- Theatrical release poster
- Directed by: Jayendra Panchapakesan
- Written by: Subha; Jayendra Panchapakesan; Suryaa;
- Produced by: Kiran Muppavarpu; Vijaykumar Vattikuti;
- Starring: Nandamuri Kalyan Ram; Tamannaah Bhatia; Vennela Kishore;
- Cinematography: P. C. Sreeram
- Music by: Sharreth
- Production company: Cool Breeze Cinemas
- Release date: 14 June 2018;
- Running time: 125 minutes
- Country: India
- Language: Telugu

= Naa Nuvve =

2018 film by Jayendra Panchapakesan

Naa Nuvve is a 2018 Indian Telugu-language romantic drama film written and directed by Jayendra Panchapakesan. It features Nandamuri Kalyan Ram and Tamannaah Bhatia in the lead roles. P. C. Sreeram was the cinematographer and Sharreth composed the film's music. The film was released worldwide on 14 June 2018.

== Plot ==
True love is said to be fulfilling. Meera, a happy-go-lucky radio jockey, ends up falling in love with a very confident Varun who is nothing like her in life.

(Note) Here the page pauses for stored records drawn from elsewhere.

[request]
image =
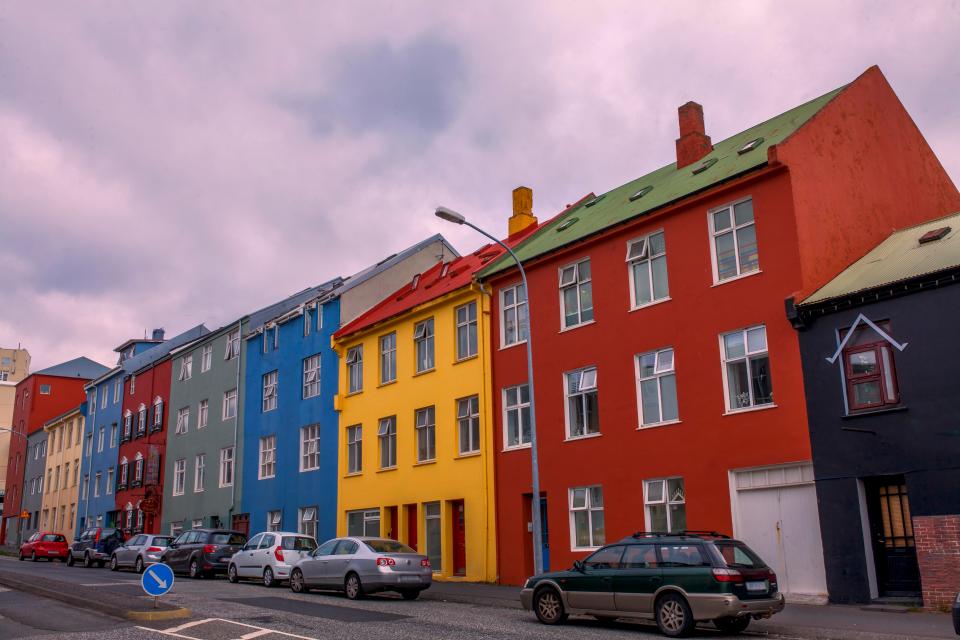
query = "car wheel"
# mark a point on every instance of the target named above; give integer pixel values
(548, 606)
(732, 625)
(297, 583)
(268, 579)
(674, 616)
(352, 586)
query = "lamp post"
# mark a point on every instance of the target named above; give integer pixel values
(452, 216)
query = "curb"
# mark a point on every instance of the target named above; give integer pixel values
(18, 584)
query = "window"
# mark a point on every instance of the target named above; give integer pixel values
(576, 294)
(387, 436)
(179, 476)
(203, 413)
(355, 449)
(226, 467)
(186, 368)
(516, 416)
(355, 369)
(233, 345)
(268, 457)
(423, 345)
(270, 391)
(230, 404)
(868, 367)
(747, 368)
(426, 434)
(647, 262)
(274, 519)
(665, 503)
(199, 472)
(364, 523)
(734, 241)
(310, 447)
(468, 424)
(433, 528)
(388, 358)
(311, 376)
(183, 420)
(586, 517)
(466, 330)
(656, 387)
(307, 521)
(516, 325)
(582, 407)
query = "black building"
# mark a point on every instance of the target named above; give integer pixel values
(880, 349)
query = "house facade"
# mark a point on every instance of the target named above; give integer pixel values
(669, 393)
(61, 490)
(39, 397)
(877, 346)
(290, 424)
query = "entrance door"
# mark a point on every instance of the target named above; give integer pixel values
(459, 539)
(895, 555)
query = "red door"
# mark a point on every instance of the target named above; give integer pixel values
(459, 539)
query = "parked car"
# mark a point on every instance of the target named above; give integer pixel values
(139, 551)
(359, 566)
(94, 545)
(677, 579)
(203, 552)
(270, 557)
(44, 544)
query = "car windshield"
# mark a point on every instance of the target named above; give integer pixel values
(387, 546)
(228, 538)
(738, 555)
(298, 543)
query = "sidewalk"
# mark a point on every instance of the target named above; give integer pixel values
(828, 622)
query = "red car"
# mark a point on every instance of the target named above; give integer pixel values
(44, 544)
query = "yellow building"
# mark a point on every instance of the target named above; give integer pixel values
(61, 489)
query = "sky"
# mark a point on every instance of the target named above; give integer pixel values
(164, 164)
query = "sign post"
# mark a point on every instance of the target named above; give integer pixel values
(157, 581)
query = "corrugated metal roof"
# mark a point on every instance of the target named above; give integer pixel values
(899, 257)
(668, 183)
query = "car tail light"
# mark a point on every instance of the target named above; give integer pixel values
(727, 575)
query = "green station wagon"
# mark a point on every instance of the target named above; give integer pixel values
(678, 579)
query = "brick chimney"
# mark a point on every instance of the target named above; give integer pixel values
(693, 142)
(522, 210)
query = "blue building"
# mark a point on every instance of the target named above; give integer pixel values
(101, 442)
(290, 425)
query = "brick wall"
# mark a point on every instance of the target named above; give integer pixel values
(938, 553)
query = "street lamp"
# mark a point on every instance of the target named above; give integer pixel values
(452, 216)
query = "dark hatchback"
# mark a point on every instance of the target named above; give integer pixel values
(677, 579)
(203, 552)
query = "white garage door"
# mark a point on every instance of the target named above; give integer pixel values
(775, 512)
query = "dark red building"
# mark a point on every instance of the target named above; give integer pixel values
(669, 389)
(40, 396)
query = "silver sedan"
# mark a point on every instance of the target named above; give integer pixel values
(358, 566)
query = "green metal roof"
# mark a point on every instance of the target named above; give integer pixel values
(668, 185)
(900, 257)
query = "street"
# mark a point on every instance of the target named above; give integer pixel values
(224, 611)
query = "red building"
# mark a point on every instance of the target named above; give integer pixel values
(669, 390)
(40, 396)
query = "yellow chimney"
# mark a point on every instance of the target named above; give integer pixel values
(522, 210)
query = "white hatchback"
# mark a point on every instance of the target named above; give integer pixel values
(270, 557)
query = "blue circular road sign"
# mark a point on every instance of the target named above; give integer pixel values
(157, 579)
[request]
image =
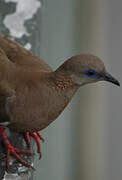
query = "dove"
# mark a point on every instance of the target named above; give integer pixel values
(33, 95)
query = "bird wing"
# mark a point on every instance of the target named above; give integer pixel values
(20, 56)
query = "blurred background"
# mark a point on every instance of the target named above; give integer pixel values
(84, 143)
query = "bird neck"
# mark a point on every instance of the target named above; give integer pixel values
(63, 81)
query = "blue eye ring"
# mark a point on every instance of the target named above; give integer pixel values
(90, 73)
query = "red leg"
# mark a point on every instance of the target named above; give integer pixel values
(37, 137)
(27, 138)
(11, 150)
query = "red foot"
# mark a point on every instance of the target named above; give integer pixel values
(11, 150)
(37, 137)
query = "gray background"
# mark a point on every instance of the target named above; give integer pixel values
(84, 143)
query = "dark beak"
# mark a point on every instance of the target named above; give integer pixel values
(109, 78)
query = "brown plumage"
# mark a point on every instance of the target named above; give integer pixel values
(32, 95)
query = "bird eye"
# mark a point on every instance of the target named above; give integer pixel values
(90, 73)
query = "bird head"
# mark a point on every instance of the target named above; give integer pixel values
(84, 69)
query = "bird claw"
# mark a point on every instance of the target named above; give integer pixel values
(15, 151)
(37, 137)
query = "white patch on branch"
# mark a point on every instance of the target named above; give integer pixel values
(25, 10)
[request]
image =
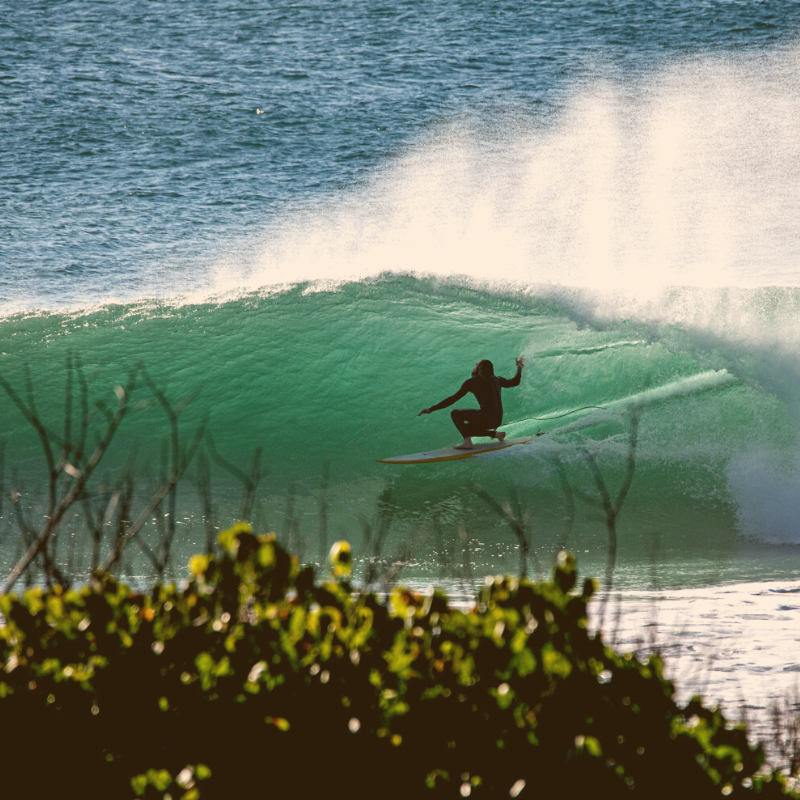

How far will Varun and Meera go to fight for love that completes them?

==Music==
The music was composed by Sharreth and released by Sony Music India.

Track list
| No. | Title | Lyrics | Artist(s) | Length |
|---|---|---|---|---|
| 1. | "Hey Hey ILU" (Male Version) | Anantha Sriram | Tippu | 2:27 |
| 2. | "Nijama Manasa" | Anantha Sriram | Yazin Nizar, M. M. Manasi | 3:27 |
| 3. | "Right Right Right" | Ramajogayya Sastry | Tippu | 2:34 |
| 4. | "Chiniki Chiniki" | Anantha Sriram | Saptaparna Chakraborty, Karthik | 3:06 |
| 5. | "Premika" | Anantha Sriram | Sharreth | 2:53 |
| 6. | "Naa Nuvve" | Ramajogayya Sastry | Priya Mali | 3:42 |
| 7. | "Hey Hey ILU" (Female Version) | Anantha Sriram | Rita | 2:27 |
| Total length: |  |  |  | 20:36 |

== Release ==
The film was released worldwide on 14 June 2018. The film's Hindi dubbed version titled Diljala Aashiq was released on YouTube by Goldmines Telefilms.

===Critical reception===

The Times of India rated the film 2/5 and called it "A dull and lifeless take on love and destiny!".
123 Telugu rated the film 2.75/5 and called it "a routine romantic drama which gets distracted by some wayward execution".
Greatandhra rated the film 2/5 and says "Looks like it was written on one-line idea, and director and his writers have woven silly scenes to this single point idea."